Semantic Navigator App Using Gradio

Even though this is a book on using local LLMs I thought, dear reader, that it would be fun to add a complete web app example that is also an effective application of LLMs to perform natural language processing (NLP) tasks that a decade ago would have required a major development effort and would not have been as effective as the LLM-based solution we use here.

The Semantic Web, often referred to as Web 3.0 or the Web of Data, represents an ambitious vision originally proposed by Tim Berners-Lee, the inventor of the World Wide Web. While the traditional web is a collection of documents designed for human consumption—where computers essentially act as mailmen delivering pages they cannot “understand”—the Semantic Web aims to make the underlying data machine-readable. By providing a common framework that allows data to be shared and reused across application, enterprise, and community boundaries, it transforms the internet from a library of isolated silos into a massive, interconnected global database.

At the heart of this transformation is a specific technology stack designed to categorize and link information. The Resource Description Framework (RDF) serves as the standard data model, breaking down information into “triples” (subject, predicate, and object) that describe relationships between entities. To ensure these entities are unique and discoverable, they are identified using Uniform Resource Identifiers (URIs), which function like permanent, global addresses for concepts rather than just web pages.
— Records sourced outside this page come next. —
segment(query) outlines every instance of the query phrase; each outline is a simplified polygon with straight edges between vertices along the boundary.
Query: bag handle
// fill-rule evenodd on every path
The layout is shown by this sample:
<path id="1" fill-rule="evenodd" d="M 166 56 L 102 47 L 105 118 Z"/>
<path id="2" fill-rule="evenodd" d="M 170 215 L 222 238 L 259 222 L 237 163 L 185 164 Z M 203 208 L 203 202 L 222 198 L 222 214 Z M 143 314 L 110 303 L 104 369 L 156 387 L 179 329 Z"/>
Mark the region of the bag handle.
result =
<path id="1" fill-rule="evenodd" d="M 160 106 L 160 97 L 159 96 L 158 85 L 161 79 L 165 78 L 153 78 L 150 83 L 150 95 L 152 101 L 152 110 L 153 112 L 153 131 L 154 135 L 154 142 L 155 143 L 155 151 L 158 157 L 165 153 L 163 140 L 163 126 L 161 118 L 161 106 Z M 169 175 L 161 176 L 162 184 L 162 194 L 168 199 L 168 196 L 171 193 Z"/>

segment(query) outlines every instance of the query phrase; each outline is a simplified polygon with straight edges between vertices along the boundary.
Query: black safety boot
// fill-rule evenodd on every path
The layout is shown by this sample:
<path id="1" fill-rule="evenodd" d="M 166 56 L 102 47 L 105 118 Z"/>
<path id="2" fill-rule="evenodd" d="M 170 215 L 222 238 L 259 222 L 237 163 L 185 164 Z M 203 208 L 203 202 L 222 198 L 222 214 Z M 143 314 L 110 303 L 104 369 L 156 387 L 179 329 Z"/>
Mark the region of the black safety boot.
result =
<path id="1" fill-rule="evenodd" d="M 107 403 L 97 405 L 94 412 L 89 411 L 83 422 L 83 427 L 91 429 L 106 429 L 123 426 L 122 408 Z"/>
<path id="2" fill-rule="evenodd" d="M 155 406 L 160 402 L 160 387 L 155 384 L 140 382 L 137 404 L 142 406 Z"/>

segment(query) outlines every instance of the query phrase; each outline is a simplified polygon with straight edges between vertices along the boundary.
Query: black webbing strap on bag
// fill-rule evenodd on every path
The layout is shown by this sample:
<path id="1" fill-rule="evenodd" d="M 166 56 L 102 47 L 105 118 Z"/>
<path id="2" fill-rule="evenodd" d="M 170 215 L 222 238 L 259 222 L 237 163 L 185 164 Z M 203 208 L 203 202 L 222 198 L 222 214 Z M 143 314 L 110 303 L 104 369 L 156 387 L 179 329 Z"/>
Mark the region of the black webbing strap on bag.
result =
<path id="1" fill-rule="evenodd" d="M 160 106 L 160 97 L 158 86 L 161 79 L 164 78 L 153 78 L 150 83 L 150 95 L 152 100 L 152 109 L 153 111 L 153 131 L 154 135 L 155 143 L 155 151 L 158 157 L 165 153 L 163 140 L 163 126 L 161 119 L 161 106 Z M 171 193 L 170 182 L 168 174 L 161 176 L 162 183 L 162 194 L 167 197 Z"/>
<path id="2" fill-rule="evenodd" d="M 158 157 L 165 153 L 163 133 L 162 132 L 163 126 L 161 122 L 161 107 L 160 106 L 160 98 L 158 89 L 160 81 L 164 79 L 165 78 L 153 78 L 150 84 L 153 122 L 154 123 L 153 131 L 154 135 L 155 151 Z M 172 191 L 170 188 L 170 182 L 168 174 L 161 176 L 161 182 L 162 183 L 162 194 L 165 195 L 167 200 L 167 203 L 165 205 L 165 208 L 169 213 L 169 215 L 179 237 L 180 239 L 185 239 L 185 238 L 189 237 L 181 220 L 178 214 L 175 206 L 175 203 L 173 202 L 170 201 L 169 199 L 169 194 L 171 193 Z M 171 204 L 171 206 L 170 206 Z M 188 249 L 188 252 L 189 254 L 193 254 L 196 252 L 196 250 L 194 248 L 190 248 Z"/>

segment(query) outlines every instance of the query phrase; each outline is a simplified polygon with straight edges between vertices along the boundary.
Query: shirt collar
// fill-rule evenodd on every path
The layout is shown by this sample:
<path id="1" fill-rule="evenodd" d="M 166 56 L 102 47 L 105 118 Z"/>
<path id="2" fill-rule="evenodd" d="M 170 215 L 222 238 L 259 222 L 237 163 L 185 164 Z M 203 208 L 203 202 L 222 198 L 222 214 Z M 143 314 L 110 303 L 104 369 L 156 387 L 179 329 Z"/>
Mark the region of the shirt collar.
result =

This layer is often visualized as a “Layer Cake,” progressing from basic syntax to complex logic and trust protocols.

Linked Data provides the practical set of best practices required to realize this vision. It is governed by four core principles: using URIs as names for things, using HTTP URIs so people can look up those names, providing useful information via standards like RDF or SPARQL (a semantic query language), and including links to other URIs to facilitate discovery. When data is published according to these rules, it becomes part of the Linked Open Data (LOD) Cloud, a vast network of interlinked datasets, such as DBpedia or GeoNames, that allows machines to traverse the web of knowledge much like humans browse a web of pages.

In other books I have written examples of transforming text into RDF data (e.g., https://leanpub.com/lovinglisp and https://leanpub.com/racket-ai). In this chapter we identify entities and relationships between entities, storing this extracted data in JSON rather than RDF.

We develop an example web app that allows a user to paste in large blocks of text and extracts entities and relations between the identified entities.

I originally wrote this web app for the Huggingface Spaces platform using a Huggingface inference endpoint. I later modified the web app to run locally on my laptop using Ollama.

This web app can easily be hosted on a Linux server, using a tool like nginx to serve as a public endpoint on port 80.

Before looking at the code, here is what the finished product looks like:

We will use the Gradio toolkit for creating interactive web apps. You can find detailed documentation here: https://www.gradio.app/docs.

The following program demonstrates the construction of a “Semantic Navigator,” a web application built with Gradio that leverages Large Language Models (LLMs) to transform unstructured prose into structured knowledge. By using the Ollama Python client library, the application connects to a high-performance model to perform two distinct natural language processing tasks: named entity recognition (NER) and relationship extraction. The code implements a dual-stage workflow where users first submit raw text for analysis—triggering a system prompt that enforces a strict JSON schema for identifying persons, places, and organizations—and then interact with that data through a context-aware chatbot. This implementation showcases critical modern AI patterns, including the handling of structured LLM outputs, state management within a reactive UI, and the use of RAG-lite (Retrieval-Augmented Generation) techniques to constrain assistant responses to a specific, extracted dataset.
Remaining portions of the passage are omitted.